Mpofu was cross-examining Lonmin security risk manager Dirk Botes.

"You can't blame the employees who say that is not what is expected from their employer. You are, therefore, equally or partly to blame for their arrest, deaths and injuries," said Mpofu.

Mpofu said it was unjustifiable for police to process the arrested miners at Lonmin's facilities.

"Wouldn't it be strange that Lonmin, which had refused for six days even to speak to these workers, was now prepared to imprison them and keep them inside their premises?" he asked.

Botes disagreed. He said no police station nearby could handle that volume of people on 16 August 2012.

"We made a facility available at the recruitment hub. It was the only nearby place which was controlled, away from any threats. The people were kept in the car park, surrounded with fence before they were taken into our building," said Botes.

"In the building, police prepared the dockets against the people. Case dockets were opened and they were taken to various police stations for detention."

A total of 276 people, mainly Lonmin rock-drill operators, were arrested following a clash with police in Marikana.

Wage-related protests

The three-member commission, chaired by retired Judge Ian Farlam, is probing the deaths of 44 people during the wage-related protests at Lonmin's platinum mine in Marikana, near Rustenburg, North West.

On 16 August 2012, 34 people, mostly striking miners, were shot dead and 78 people wounded when police fired on a group gathered at a hill near the mine.
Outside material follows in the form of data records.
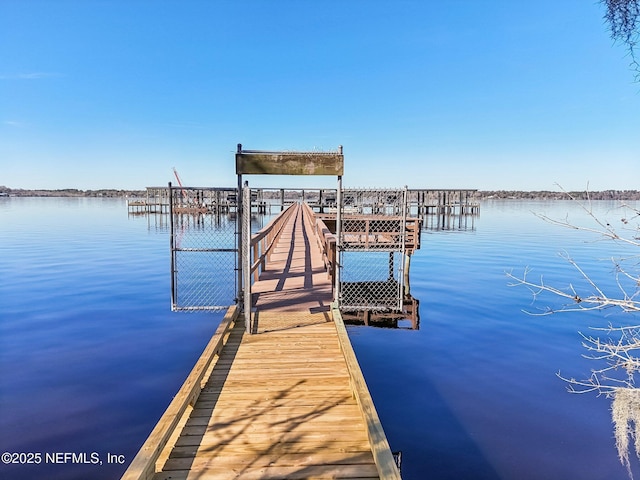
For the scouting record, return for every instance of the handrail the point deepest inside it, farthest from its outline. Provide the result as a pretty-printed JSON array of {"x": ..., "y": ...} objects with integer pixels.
[
  {"x": 264, "y": 240},
  {"x": 326, "y": 239},
  {"x": 143, "y": 466},
  {"x": 382, "y": 455}
]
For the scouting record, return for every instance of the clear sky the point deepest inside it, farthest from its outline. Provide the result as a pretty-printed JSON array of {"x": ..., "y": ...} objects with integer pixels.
[{"x": 487, "y": 94}]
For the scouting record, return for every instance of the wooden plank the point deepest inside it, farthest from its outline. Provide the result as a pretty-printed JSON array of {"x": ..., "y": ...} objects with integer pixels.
[
  {"x": 379, "y": 444},
  {"x": 353, "y": 472},
  {"x": 289, "y": 163},
  {"x": 304, "y": 459}
]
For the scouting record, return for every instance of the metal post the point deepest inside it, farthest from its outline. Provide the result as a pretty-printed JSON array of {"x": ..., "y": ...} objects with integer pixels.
[
  {"x": 238, "y": 239},
  {"x": 402, "y": 280},
  {"x": 336, "y": 290},
  {"x": 173, "y": 252},
  {"x": 246, "y": 254}
]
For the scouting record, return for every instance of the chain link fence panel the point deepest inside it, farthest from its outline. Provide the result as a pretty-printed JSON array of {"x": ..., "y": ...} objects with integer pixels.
[
  {"x": 372, "y": 249},
  {"x": 203, "y": 253}
]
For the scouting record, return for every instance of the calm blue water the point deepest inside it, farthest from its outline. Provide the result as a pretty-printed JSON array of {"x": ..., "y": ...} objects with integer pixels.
[{"x": 91, "y": 355}]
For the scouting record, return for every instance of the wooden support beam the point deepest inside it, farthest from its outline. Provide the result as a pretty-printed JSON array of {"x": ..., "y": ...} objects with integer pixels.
[{"x": 289, "y": 163}]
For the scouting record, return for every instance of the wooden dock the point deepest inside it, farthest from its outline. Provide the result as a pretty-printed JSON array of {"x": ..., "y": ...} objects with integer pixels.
[{"x": 286, "y": 400}]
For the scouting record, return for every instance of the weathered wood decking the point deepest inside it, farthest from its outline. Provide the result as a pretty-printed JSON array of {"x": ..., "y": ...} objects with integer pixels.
[{"x": 288, "y": 400}]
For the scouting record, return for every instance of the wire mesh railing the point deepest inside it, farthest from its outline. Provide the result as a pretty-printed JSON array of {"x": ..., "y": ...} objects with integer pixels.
[
  {"x": 372, "y": 247},
  {"x": 203, "y": 254}
]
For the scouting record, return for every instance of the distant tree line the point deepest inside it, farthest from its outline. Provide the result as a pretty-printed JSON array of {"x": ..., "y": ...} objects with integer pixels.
[
  {"x": 69, "y": 192},
  {"x": 550, "y": 195}
]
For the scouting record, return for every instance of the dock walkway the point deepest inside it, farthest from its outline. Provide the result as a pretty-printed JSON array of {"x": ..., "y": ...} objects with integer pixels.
[{"x": 287, "y": 401}]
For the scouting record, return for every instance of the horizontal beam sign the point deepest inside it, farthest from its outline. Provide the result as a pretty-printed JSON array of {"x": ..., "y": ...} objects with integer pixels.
[{"x": 289, "y": 163}]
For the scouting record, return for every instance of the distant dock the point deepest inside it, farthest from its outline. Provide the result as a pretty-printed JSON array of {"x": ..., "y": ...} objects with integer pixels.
[
  {"x": 283, "y": 397},
  {"x": 223, "y": 200}
]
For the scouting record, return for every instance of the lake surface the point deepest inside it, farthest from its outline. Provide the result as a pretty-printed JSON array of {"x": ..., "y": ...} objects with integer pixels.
[{"x": 91, "y": 355}]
They were apparently trying to disperse and disarm them.

In the week of 13 August, 10 people, including two policemen and two security guards, were killed in strike-related violence.

Mpofu said police officers based in Rustenburg were familiar with the Marikana area and could have guided their colleagues drawn from across South Africa during the mine unrest.

"There are three stations around Marikana and those are the people who should have been in the JOC. The role you say you were doing, showing the lay of the land was done by these officers.

"Your involvement in the JOC was merely to collude with the police because you could not have been performing the duties of these police officers," said Mpofu.

Botes responded: "I do not agree. The police cannot provide big printed maps of the areas because they do not have that information and they also don't have the facilities to print the information.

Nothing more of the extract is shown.